So I’m working on something I have some percentile values for each month over the past ten years. I need to write an endpoint so that my javascript, which will eventually be some D3 histograms, can easily grab that data.

The way my tables are set up, there aren’t any zero values. If I have zero occurences for a given month, there is simply no corresponding row. This means that for my histograms, I need to fill in the missing months. And I start thinking about how I should do that: server side or in the browser, looping over all the possible months, checking to see if we have data etc.

There isn’t anything particularly difficult about this, aside from the fact that we don’t particularly enjoy touching dates. It is just kind of tedious and possibly easy to get wrong.

And then suddenly I think: SQL!

After all, we are basically just taking a database query, munging it and sending it down the road.

Here is the query the way I wrote it the first time:

select tm.month as month, p.percentile as percentile
from tag_month_percentiles p
join tag_month tm on tm.id = p.tag_month_id
join tag t on tm.tag_id = t.id
where tm.tag_id = ?
order by tm.month asc

What I needed was an outer join to produce lines for all those “missing” months.
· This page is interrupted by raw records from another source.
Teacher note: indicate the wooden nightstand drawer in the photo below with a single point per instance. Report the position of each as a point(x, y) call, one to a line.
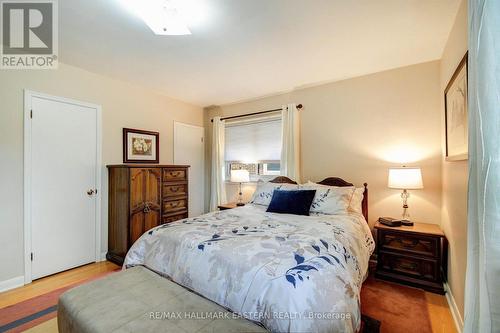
point(414, 255)
point(411, 244)
point(410, 266)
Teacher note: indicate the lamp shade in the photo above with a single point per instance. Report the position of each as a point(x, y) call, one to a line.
point(240, 176)
point(405, 178)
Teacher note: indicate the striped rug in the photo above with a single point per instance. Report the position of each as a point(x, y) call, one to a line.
point(38, 314)
point(24, 315)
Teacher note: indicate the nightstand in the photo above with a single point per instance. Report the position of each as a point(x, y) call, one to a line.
point(230, 205)
point(415, 255)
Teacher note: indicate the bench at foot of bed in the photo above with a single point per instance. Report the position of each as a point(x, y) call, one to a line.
point(139, 300)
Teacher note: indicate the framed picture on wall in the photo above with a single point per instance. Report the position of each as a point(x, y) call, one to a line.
point(456, 124)
point(140, 146)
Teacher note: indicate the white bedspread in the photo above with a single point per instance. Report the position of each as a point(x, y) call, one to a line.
point(291, 273)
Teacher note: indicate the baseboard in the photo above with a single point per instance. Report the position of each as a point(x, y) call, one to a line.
point(12, 283)
point(457, 318)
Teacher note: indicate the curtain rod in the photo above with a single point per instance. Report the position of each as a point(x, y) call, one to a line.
point(299, 106)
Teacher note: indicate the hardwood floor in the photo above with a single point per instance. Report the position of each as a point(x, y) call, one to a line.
point(439, 312)
point(52, 282)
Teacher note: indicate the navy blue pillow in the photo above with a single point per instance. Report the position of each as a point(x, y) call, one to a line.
point(296, 202)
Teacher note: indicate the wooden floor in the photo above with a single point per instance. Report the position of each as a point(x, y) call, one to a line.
point(52, 282)
point(441, 318)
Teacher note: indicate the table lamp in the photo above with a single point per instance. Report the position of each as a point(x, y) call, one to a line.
point(240, 176)
point(405, 179)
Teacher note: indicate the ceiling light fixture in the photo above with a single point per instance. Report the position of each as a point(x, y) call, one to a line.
point(164, 17)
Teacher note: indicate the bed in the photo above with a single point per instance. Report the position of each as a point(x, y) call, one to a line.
point(287, 272)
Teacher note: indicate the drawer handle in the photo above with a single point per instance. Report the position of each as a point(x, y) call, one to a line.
point(409, 266)
point(407, 243)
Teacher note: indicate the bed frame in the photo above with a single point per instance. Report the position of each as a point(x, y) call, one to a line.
point(332, 181)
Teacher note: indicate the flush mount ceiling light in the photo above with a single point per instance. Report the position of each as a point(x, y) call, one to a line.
point(164, 17)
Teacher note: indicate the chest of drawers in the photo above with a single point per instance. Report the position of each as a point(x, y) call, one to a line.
point(142, 197)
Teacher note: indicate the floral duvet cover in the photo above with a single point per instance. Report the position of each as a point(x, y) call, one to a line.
point(290, 273)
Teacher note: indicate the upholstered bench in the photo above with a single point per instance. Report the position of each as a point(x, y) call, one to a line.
point(139, 300)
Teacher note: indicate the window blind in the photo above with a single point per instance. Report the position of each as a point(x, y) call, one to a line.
point(253, 142)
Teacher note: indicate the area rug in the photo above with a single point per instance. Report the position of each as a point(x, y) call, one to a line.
point(34, 311)
point(386, 308)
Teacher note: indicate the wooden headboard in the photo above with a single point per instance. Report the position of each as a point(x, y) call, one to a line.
point(332, 181)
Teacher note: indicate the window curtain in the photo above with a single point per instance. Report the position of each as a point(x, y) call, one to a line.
point(482, 286)
point(290, 144)
point(217, 187)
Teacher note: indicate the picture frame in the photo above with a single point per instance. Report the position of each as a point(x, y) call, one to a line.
point(140, 146)
point(456, 113)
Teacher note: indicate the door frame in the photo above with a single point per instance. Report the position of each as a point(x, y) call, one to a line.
point(204, 152)
point(28, 95)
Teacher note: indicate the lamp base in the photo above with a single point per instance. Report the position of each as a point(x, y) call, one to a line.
point(407, 223)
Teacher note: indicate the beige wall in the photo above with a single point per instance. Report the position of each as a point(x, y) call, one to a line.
point(455, 174)
point(123, 105)
point(358, 128)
After fussing around a little, here is what I ended up with:

select tm.month as month, IfNull(peep.percentile, 0) as percentile
from tag_month tm
left join
     (select tm2.month, p.percentile
     from
     tag_month_percentiles p
     join tag_month tm2 on tm2.id = p.tag_month_id
     where tm2.tag_id = ?) as peep
on tm.month = peep.month
group by tm.month
order by tm.month asc

I don’t do this often enough for it to be second nature but in the end it is pretty simple. The original query becomes a subquery and we do a left join against the entire table. All the empty months, that disappeared with the original inner join, reappear as nulls. And we use IfNull (this is MySQL - not my fault) to replace the nulls with zero in the final results.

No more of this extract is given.